Eight months after the Criterion reported that CMU Tech’s “Success Starts With Heart” campaign utilized images generated by artificial intelligence (AI), CMU’s Marketing Department now reports a changed perspective on the ethics of AI.
Despite this claim, the AI-generated advertising for CMU Tech’s HVAC program remains up on the landing page of the CMU Tech website.
When the story first broke in February, Vice President for Communications David Ludlam confirmed that the visuals on CMU Tech’s website were AI renderings meant to represent current students.
CMU Marketing generated additional images to advertise the Culinary Arts program. These drew criticism from students and faculty because of concerns over AI replacing real photography of real students.
Assistant Vice President of Marketing and Brand Strategy Katlin Birdsall said the decision stemmed from limited options when the HVAC program began.
“HVAC is one of our newer programs that’s getting up and running, and so, at the time, it just wasn’t possible to capture our students,” Birdsall said. “As often as we can, we want to take and use photos of our students, but there are times when we’ve used both stock photography or AI-generative images.”
Birdsall did not provide a comment about the Culinary Arts program images. She emphasized that CMU’s newest campaign marks a shift away from the use of AI.
“We launched a new campaign called ‘These Hands’ in August,” she said. “There’s no stock video footage, there’s no AI; it’s all our students.”
“These Hands” is a one-minute commercial. The CMU Tech website main page does not include visuals from the advertisement.
Manager of Video Production, Streaming Distribution and Photography Services Bronson Henriques echoed Birdsall’s sentiments about CMU Marketing trying to focus on authenticity now.
“We want it to be authentic. We want it to be our people,” Henriques said. “If we end up using AI, let’s have an understanding as to why we did that and see if the justification makes sense.”
He added that student creativity continues to be integral to CMU Marketing’s branding efforts.

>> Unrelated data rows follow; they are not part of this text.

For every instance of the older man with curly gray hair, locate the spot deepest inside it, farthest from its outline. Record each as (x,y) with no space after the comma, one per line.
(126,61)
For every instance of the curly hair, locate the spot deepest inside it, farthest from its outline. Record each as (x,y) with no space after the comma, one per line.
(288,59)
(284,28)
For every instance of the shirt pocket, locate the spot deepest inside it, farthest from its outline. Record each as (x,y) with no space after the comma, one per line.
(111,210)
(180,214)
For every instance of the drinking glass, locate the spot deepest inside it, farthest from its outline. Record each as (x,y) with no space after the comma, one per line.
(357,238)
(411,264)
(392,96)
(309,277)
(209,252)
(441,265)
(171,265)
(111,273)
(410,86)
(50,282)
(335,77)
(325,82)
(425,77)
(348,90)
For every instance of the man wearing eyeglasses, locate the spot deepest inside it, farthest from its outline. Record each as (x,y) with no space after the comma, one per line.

“We can literally show you hundreds of examples of our students who are photographers in our office and their work being used in numerous print materials and on the website,” he said.
From Henriques’ perspective, AI is not a threat, but a neutral tool.

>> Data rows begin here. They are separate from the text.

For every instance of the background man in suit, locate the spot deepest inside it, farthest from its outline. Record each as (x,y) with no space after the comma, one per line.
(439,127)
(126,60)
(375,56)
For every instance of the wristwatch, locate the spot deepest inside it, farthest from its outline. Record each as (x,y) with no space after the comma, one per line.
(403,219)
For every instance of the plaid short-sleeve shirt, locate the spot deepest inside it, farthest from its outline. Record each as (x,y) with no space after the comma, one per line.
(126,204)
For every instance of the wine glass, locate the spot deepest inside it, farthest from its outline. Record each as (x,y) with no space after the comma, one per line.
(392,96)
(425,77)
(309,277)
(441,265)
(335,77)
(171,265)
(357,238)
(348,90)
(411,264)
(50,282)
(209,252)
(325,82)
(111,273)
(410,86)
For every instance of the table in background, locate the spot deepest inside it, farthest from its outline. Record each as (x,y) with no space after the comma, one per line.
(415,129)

“If it helps me get the job done more efficiently, I’m all for it,” he said.
CMU Marketing’s revised stance on AI comes alongside a broader campus trend toward incorporating, rather than banning, emerging technology.
Communication Studies Professor Scott Andrews recently led an event to teach other instructors how to use AI in classrooms responsibly as part of a continuing education class for faculty.

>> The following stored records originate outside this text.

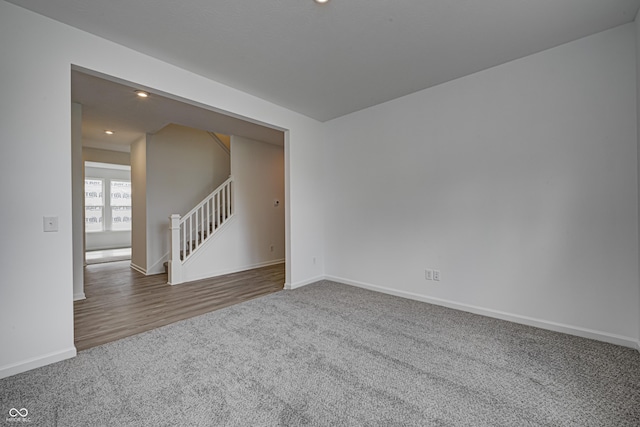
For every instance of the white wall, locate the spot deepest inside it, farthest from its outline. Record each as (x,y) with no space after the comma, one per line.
(36,310)
(245,242)
(184,165)
(139,204)
(518,183)
(637,29)
(77,200)
(105,156)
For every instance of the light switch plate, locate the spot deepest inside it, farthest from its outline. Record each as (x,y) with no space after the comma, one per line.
(50,223)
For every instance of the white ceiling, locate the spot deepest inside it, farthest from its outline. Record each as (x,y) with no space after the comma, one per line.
(327,61)
(107,104)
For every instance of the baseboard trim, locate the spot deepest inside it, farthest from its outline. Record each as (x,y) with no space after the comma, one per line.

“We owe it to students to help them be even better qualified to be out there in the real world,” Andrews said. “We can’t avoid it. We’ve got to use it and show them how to use it.”
He argued that forbidding the technology entirely leaves students unprepared.
“If we ban it, then you’re disadvantaging the student, because their competitors are using it,” Andrews said.
At a previous continuing education class, professor of film, animation and photography Evan Curtis told faculty that younger artists often fear AI. According to Curtis, design students are beginning to view it differently this semester.
“Young artists are immediately going to see it as a threat they do not understand, but I know the graphic design students are using it well,” Curtis said.
That sentiment aligns with CMU’s current goals: encouraging students to experiment with new tools while maintaining transparency about their use.
Both marketing staff and professors said education, not avoidance, will determine whether AI strengthens or weakens creative work.
Henriques compared the university’s adjustment to any technological shift.
“The market will call you out when you’re making a mistake, whether that mistake is using AI or something else,” he said. “If the market says you’re inauthentic for using these AI photos, then we learn from it and course correct.”
Images that are not AI-generated continue to appear in new university advertising materials, such as the recent “Featherstone University” commercial.
Despite these changes and CMU Marketing’s nuanced perspective, the AI-generated images from the “Success Starts With Heart” campaign for the HVAC program remain visible on the CMU Tech main webpage with no indication of an update.